Senator Mark Warner, who chairs the panel, agreed with Smith but said the 48 hours after the polls close on Nov. 5 could be “equally if not more significant,” especially if the election is close.
Policy executives from Google (NASDAQ:GOOGL) and Meta, which owns Facebook (NASDAQ:META), Instagram and WhatsApp, also testified at the hearing.
Elon Musk’s X was invited to testify but declined, several senators said. An X spokesperson said the reason was that the company’s invited witness, former head of global affairs Nick Pickles, had resigned earlier this month.
TikTok was not invited to participate, according to a company spokesperson.

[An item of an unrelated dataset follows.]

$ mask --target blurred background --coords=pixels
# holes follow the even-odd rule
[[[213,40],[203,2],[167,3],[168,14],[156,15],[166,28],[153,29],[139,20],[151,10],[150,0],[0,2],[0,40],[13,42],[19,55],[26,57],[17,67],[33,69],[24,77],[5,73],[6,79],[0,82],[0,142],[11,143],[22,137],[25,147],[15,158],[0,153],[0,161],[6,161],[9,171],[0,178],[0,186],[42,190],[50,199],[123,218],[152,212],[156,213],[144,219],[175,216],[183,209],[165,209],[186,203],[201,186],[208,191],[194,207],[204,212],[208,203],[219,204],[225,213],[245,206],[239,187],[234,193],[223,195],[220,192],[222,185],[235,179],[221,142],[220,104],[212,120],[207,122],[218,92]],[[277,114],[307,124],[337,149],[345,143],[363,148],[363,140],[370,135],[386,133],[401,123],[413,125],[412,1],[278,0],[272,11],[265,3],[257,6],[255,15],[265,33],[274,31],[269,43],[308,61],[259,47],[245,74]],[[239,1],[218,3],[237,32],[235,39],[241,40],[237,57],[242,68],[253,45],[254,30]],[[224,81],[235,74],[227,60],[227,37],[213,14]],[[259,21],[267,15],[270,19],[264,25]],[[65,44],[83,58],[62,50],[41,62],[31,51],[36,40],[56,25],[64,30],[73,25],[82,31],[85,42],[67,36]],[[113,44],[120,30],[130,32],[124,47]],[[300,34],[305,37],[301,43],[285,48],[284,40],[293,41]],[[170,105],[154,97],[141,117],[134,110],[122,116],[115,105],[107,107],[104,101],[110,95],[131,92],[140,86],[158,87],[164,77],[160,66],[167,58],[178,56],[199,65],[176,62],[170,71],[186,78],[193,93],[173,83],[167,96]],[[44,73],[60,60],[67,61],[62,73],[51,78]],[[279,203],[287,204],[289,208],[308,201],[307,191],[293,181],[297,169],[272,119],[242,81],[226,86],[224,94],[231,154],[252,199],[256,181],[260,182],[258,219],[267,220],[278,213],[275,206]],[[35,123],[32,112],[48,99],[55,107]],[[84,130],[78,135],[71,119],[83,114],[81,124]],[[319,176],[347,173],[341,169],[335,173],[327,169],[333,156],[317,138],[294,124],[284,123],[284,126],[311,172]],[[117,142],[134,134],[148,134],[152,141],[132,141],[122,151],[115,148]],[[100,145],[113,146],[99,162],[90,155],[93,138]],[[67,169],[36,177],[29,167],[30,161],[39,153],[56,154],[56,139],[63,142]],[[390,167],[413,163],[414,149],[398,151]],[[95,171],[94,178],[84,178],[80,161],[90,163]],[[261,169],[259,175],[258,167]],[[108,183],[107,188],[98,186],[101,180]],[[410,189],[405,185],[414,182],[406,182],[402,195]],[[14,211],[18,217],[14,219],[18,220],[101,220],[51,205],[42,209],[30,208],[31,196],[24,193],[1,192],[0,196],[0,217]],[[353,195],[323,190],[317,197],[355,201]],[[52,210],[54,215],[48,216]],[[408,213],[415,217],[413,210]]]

To illustrate his concern about the time immediately before people vote, Smith referred to a case from Slovakia’s 2023 election, in which a purported voice recording of a party leader talking about rigging the vote emerged shortly before the election and spread online. The recording was fake.
Warner and other senators also pointed to tactics revealed in a U.S. crackdown on alleged Russian influence efforts earlier this month, involving fake websites made to look like real U.S. news organizations including Fox News and the Washington Post.
“How does this get through? How do we know how extensive this is?” Warner asked the executives. He requested that the companies share data with the committee by next week showing how many Americans viewed the content and how many advertisements ran to promote it.
Tech companies have largely embraced labeling and watermarking to address risks posed by new generative artificial intelligence technologies, which have made fake but realistic-seeming images, audio and video easy to produce and raised concerns about their impact on elections.
Asked how the companies would react if such a deepfake of a political candidate were to surface immediately before the elections, Smith and Meta’s President of Global Affairs Nick Clegg both said their companies would apply labels to the content.
Clegg said Meta also potentially would suppress its circulation.